Longer-term effects of COVID-19 infection

As the pandemic has progressed, in Scotland and also globally, there has been an increase in the clinical awareness of the longer-term effects of the COVID-19 virus, which has been referred to as ‘long-COVID’ or ‘post-COVID syndrome’.

Recent analysis published by King’s College London estimated that while most people with COVID-19 reported being back to normal in 11 days or less, around one in seven (13.3%) people had COVID-19 symptoms lasting for at least 4 weeks, with around one in 20 (4.5%) people staying ill for 8 weeks and one in 50 (2.3%) people suffering for longer than 12 weeks.

We recognise that rehabilitation, clinical input and research are all critical to ensuring our population’s recovery from the impacts of the pandemic. That is why we are prioritising the implementation of the ‘Framework for Supporting People through Recovery and Rehabilitation’, the development and rollout of a clinical guideline and    directly funding research into the long-term effects of COVID-19 infection.

This prioritises a need to understand how people have been affected by the virus, as well as an ongoing focus to consider the epidemiology and scale of the problems being experienced by people in Scotland and to act on recommendations to support recovery from COVID-19.

  • The Framework on Recovery and Rehabilitation from COVID-19 provides clear principles, priorities and objectives to support planning to meet increasing demand and to provide high quality person-centred rehabilitation in different settings.

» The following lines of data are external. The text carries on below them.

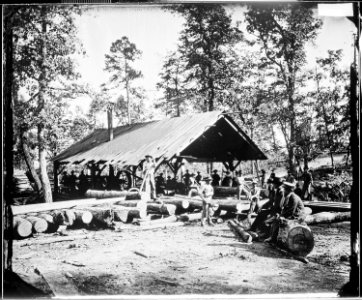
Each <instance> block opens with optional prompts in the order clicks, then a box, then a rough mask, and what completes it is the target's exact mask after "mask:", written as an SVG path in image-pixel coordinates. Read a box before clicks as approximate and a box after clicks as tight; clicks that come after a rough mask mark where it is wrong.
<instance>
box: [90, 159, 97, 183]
mask: <svg viewBox="0 0 362 300" xmlns="http://www.w3.org/2000/svg"><path fill="white" fill-rule="evenodd" d="M95 183H96V165H95V164H94V163H92V165H91V186H92V189H94V188H95Z"/></svg>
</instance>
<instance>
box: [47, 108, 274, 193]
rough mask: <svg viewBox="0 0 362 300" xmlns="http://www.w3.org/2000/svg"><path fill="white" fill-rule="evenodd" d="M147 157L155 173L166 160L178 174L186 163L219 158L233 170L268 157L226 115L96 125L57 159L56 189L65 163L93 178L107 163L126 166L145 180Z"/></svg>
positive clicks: (132, 184) (202, 113)
mask: <svg viewBox="0 0 362 300" xmlns="http://www.w3.org/2000/svg"><path fill="white" fill-rule="evenodd" d="M145 155H151V156H152V157H154V159H155V162H156V171H157V168H158V167H159V166H160V165H161V164H166V165H167V166H168V167H169V168H170V169H171V171H172V172H173V173H174V174H175V175H176V174H177V172H178V170H179V169H180V167H181V164H182V161H183V160H184V159H186V160H187V161H190V162H203V163H205V162H206V163H208V162H220V163H223V164H224V166H225V167H226V168H227V169H229V170H230V171H234V170H235V168H236V167H237V166H238V165H239V164H240V162H241V161H247V160H255V161H256V160H264V159H267V157H266V156H265V155H264V153H263V152H262V151H261V150H260V149H259V148H258V147H257V145H256V144H255V143H254V142H253V141H252V140H251V139H250V138H249V137H248V136H247V135H246V134H245V132H244V131H243V130H241V128H240V127H239V126H238V125H237V124H236V123H235V121H234V120H233V119H232V118H231V117H230V116H229V115H227V114H226V113H222V112H220V111H212V112H206V113H199V114H193V115H186V116H182V117H174V118H168V119H163V120H160V121H151V122H146V123H138V124H131V125H125V126H120V127H116V128H114V129H109V128H108V129H96V130H95V131H94V132H93V133H91V134H89V135H88V136H87V137H85V138H84V139H83V140H81V141H79V142H77V143H75V144H73V145H72V146H70V147H69V148H68V149H66V150H64V151H63V152H62V153H60V154H59V155H57V156H56V157H55V158H54V159H53V163H54V190H55V193H57V191H58V186H59V183H58V176H59V175H60V173H61V172H62V171H63V170H64V169H65V168H67V167H69V166H72V165H78V166H80V167H87V168H88V169H89V170H91V178H93V179H94V176H96V175H95V174H96V173H97V172H101V171H102V170H103V169H105V168H106V167H110V170H114V169H117V170H122V172H125V173H127V174H129V176H130V177H132V184H131V185H132V186H134V182H135V180H134V179H137V178H138V179H141V178H140V176H141V175H138V174H140V173H141V172H139V171H137V170H140V169H141V168H142V164H143V162H144V159H145Z"/></svg>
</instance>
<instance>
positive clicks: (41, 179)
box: [38, 6, 53, 203]
mask: <svg viewBox="0 0 362 300" xmlns="http://www.w3.org/2000/svg"><path fill="white" fill-rule="evenodd" d="M41 9H42V10H41V18H42V43H41V48H40V55H41V57H42V67H41V74H40V78H39V96H38V97H39V103H38V113H39V114H40V115H41V114H42V113H43V112H44V107H45V92H46V80H47V66H46V60H47V48H46V47H47V45H46V36H47V23H46V14H47V12H46V9H47V8H46V7H45V6H43V7H42V8H41ZM38 148H39V166H40V181H41V184H42V188H43V195H44V201H45V202H46V203H49V202H53V196H52V190H51V187H50V181H49V177H48V173H47V161H46V149H45V138H44V125H43V124H38Z"/></svg>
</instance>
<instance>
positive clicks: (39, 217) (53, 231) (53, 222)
mask: <svg viewBox="0 0 362 300" xmlns="http://www.w3.org/2000/svg"><path fill="white" fill-rule="evenodd" d="M38 217H39V218H42V219H44V220H45V221H47V223H48V229H47V231H46V232H48V233H52V232H56V231H57V230H58V228H59V224H58V223H56V222H54V218H53V216H52V215H50V214H44V213H42V214H39V215H38Z"/></svg>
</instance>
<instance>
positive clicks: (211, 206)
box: [188, 198, 219, 214]
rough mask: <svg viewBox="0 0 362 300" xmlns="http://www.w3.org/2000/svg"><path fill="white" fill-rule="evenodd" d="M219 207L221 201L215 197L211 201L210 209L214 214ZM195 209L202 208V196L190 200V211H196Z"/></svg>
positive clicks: (189, 202) (210, 210)
mask: <svg viewBox="0 0 362 300" xmlns="http://www.w3.org/2000/svg"><path fill="white" fill-rule="evenodd" d="M218 209H219V203H218V201H216V200H215V199H212V200H211V203H210V211H213V213H212V214H214V212H215V211H217V210H218ZM194 210H202V200H201V198H199V199H198V198H192V199H190V200H189V209H188V211H194Z"/></svg>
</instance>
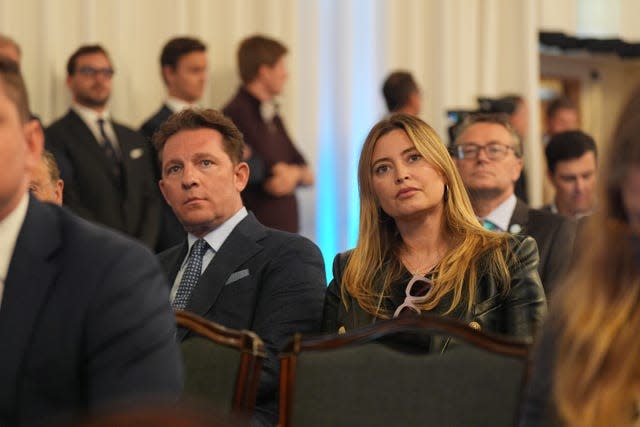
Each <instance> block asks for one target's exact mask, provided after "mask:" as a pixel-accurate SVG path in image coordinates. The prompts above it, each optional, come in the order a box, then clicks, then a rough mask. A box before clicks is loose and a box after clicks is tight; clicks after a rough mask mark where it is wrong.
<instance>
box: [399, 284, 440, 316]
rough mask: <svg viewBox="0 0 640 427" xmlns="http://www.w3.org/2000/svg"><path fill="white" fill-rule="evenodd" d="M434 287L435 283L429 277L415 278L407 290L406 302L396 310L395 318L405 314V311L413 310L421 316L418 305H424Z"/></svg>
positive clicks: (405, 288)
mask: <svg viewBox="0 0 640 427" xmlns="http://www.w3.org/2000/svg"><path fill="white" fill-rule="evenodd" d="M432 286H433V281H432V280H431V279H429V278H427V277H421V276H413V277H412V278H411V280H409V283H407V287H406V288H405V290H404V292H405V295H406V296H405V298H404V302H403V303H402V304H400V305H399V306H398V308H396V311H395V312H394V313H393V317H398V316H399V315H400V314H401V313H403V312H405V311H406V310H405V309H409V310H413V311H415V312H416V313H418V314H420V313H421V310H420V307H418V306H417V305H416V304H422V303H424V302H425V301H426V300H427V296H428V295H429V291H430V290H431V287H432Z"/></svg>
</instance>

A National Advisory Committee on Rehabilitation is being convened to oversee its implementation and will be operational by the new year 2021.
  • A UK wide guideline on the persistent effects of COVID-19 on people is in development by the Scottish Intercollegiate Guidelines Network (SIGN) and National Institute for Health and Care Excellence (NICE) working with the Royal College of General Practitioners and other partners. This is expected to be published before the end of the year.
  • The Chief Scientist Office has launched a call for research on the longer term effects of COVID-19 infection, to improve understanding of the longer term effects on physical and mental health and wellbeing in Scotland, and/or research with the aim of developing effective clinical interventions to support recovery and rehabilitation from COVID-19 infection. This is in addition to funding an ongoing study on the longer-term lung health of COVID-19-related acute respiratory distress syndrome survivors as part of an earlier call for rapid research on COVID-19, and supporting Scottish participation in the UK-wide Post-Hospitalisation COVID-19 study. 
  • A working group, chaired by Dr Nadine Cossette, is implementing actions to ensure people with mental health needs, that relate to hospitalisation from COVID-19, are able to access the right care and support for them.